Concrètement, la guerre en Ukraine a eu un impact négatif à partir de février 2022. L'Etat s'est trouvé entre le marteau et l'enclume, ce conflit ayant causé l'envol des cours de plusieurs denrées, notamment la vertigineuse hausse des cours de céréales, et qui s'est traduite par diverses pénuries dans le pays.
Cette hausse des prix est intervenue alors que le pays vivait, d'une part, un grave stress hydrique depuis trois ans qui a impacté les moissons, et d'autre part, une grave crise des finances publiques.
Ainsi, les problèmes d'approvisionnement se sont poursuivis en 2023 et cela malgré la baisse des cours. Car et selon l'Onagri, les prix des produits céréaliers ont enregistré une baisse variant entre 22% et 25% en 2023 : -24,6% pour le blé dur et -23,5% pour le blé tendre. Donc, normalement, les problèmes de 2022 auraient pu être atténués en 2023. Or, il n'en est rien.

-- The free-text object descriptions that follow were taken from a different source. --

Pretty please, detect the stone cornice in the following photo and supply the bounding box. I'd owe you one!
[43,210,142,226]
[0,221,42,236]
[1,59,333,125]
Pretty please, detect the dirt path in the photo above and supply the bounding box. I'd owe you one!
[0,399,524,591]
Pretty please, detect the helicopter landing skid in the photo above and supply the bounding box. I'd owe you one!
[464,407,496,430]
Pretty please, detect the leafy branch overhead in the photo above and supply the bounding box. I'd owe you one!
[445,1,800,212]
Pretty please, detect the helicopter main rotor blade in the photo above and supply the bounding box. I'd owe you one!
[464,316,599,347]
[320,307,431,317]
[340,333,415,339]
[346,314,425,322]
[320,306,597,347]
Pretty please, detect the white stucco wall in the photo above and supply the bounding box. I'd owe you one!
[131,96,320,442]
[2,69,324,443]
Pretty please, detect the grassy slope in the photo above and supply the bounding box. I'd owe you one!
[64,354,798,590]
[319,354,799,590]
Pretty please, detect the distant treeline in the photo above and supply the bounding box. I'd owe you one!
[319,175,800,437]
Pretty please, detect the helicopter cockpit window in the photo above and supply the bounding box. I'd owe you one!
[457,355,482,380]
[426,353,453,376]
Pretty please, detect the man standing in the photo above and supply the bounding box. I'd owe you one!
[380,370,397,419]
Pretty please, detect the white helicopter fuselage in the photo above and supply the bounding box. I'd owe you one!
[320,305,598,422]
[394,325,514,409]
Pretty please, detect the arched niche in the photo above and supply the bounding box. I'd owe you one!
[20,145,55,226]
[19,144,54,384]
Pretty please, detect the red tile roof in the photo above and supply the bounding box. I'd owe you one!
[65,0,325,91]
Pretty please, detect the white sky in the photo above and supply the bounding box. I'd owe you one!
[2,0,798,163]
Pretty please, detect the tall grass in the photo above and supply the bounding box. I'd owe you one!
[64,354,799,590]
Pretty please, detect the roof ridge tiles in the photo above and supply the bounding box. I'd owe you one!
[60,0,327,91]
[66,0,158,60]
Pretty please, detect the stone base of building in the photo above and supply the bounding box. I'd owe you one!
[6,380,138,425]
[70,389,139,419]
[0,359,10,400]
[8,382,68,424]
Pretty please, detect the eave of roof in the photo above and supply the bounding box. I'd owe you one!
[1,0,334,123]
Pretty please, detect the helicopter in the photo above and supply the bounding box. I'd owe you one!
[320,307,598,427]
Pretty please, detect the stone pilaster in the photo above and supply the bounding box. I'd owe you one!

Alors si les cours des céréales ont baissé, pourquoi la Tunisie n'a pas alimenté pas le marché en quantités suffisantes de blé pour répondre aux besoins des Tunisiens ? La réponse est simple, le pays fait face depuis plusieurs mois à une crise financière d'envergure. Une première, vu le nombre de produits concernés par les pénuries et leur récurrence.
La Tunisie a dû faire des arbitrages, à cause de ses ressources limitées, entre le paiement de ses dettes, des salaires des fonctionnaires, de ses fournisseurs et les diverses importations de denrées dont l'Etat détient le monopole.
La situation des finances publiques était tellement difficile que la ministre des Finances n'a cessé de rappeler que la Tunisie a payé ses dettes publiques pour 2023, alors que le pays est habitué à remplir ses engagements annuellement et que c'est, en général, un non-événement.
Avec un trou de dix milliards de dinars dans le budget de 2023, l'Etat eu du mal à s'acquitter de ses engagements. D'ailleurs et pour dissimuler cela, la rubrique consacrée au détail de la compensation a été retirée du tableau explicatif des derniers rapports relatifs aux résultats provisoires de l'exécution du budget. Mais, certains professionnels ont confirmé à Business News que la compensation n'a pas été payée depuis plusieurs mois.
En ce qui concerne les boulangers, l'Etat n'a pas honoré ses dus pendant quinze mois (sans comptabiliser le mois de février 2024, ndlr) qui s'élèvent à environ 300 millions de dinars. 3.317 boulangeries sont concernées. Les industriels des pâtes alimentaires et couscous n'ont pas été payés, non plus, depuis juillet 2022 (18 mois) pour un montant de plus d'une centaine de millions de dinars. Pour leur part, les meuniers n'ont pas été payés pendant plusieurs mois mais nous n'avons pas pu confirmer le montant et le nombre de mois.
La situation était tellement grave que les quotas des industriels de pâtes et coucous ont été baissés de 30% pendant deux ou trois mois début 2023. Idem pour les boulangers, des quotas supplémentaires fournis lors de la crise du pain pendant l'été ont été supprimés à partir de mois d'octobre, causant le retour de la pénurie et des files d'attentes.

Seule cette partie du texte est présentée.